Räder statt Rechte – Die verborgene Geschichte der Mobilität

Mobilität war lange Zeit kein Menschenrecht, sondern ein privates Anliegen der Familie und des Wohlstands. In der Antike mussten Menschen mit eingeschränkter Bewegungsfähigkeit stets kämpfen: Stöcke, Krücken oder geräderte Bretter waren ihre einzige Ressource – doch wer Geld hatte, wurde in Sänften transportiert. Straßen, die für die Mehrzahl der Bevölkerung unmöglich zu nutzen waren, und Architektur, die ausschließlich für Menschen ohne Einschränkungen konzipiert war, schufen eine Welt, in der die Behinderung nicht nur physisch, sondern auch sozial zum Ausdruck kam.
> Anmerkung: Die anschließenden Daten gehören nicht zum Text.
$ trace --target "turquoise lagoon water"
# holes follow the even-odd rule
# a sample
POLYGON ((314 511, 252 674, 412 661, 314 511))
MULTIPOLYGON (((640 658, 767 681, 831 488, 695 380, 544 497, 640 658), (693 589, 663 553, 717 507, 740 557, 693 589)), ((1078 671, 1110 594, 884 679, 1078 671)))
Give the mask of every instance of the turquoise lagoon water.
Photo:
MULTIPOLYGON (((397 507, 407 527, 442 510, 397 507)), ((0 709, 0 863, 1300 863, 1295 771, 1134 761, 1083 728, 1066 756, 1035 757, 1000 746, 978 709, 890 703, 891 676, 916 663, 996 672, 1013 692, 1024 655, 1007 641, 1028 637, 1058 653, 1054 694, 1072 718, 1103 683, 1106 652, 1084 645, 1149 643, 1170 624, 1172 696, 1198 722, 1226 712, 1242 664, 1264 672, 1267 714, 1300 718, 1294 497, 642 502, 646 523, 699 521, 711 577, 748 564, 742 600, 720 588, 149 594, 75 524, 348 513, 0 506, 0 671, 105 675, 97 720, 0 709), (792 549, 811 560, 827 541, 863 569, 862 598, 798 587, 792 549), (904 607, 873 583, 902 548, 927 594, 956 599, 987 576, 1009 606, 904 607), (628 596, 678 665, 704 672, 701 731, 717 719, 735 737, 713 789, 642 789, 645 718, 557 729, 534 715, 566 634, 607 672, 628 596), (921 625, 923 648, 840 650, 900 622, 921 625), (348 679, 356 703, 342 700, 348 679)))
Bleivergiftungen durch Wasserrohre oder Essgeschirr führten zu Gicht, einer Krankheit, die seit Jahrhunderten Millionen Menschen daran hinderte, sich selbstständig zu bewegen. Im 16. Jahrhundert war weißes Hautfarbzeug ein Zeichen von Reichtum – Königin Elisabeth I. trug es jahrelang, um Narben zu kaschieren. Doch diese kosmetischen Lösungen waren vergiftet und schädigten nicht nur das Gesicht, sondern auch die allgemeine Gesundheit der Nutzer.

Erstmals im 17. Jahrhundert entstanden mechanische Assistenzsysteme: Stephan Farfler, ein gelähmter Uhrmacher aus Nürnberg, baute 1655 einen dreirädrigen Rollstuhl mit Handkurbeln. Im 18. Jahrhundert fand sich der „Bath Chair“ in England – ein Rollstuhl für Senioren, der die Öffentlichkeit erstmals in Karikaturen und Gemälden zeigte. Die industrielle Revolution brachte Metallrahmen und Gummirollen, doch die Geräte blieben schwer und teuer. Margarete Steiff, geboren 1847 in Giengen, entwickelte trotz Kinderlähmung ein erfolgreiches Unternehmen für Filztiere – und später den weltweit bekannten Teddy-Bären.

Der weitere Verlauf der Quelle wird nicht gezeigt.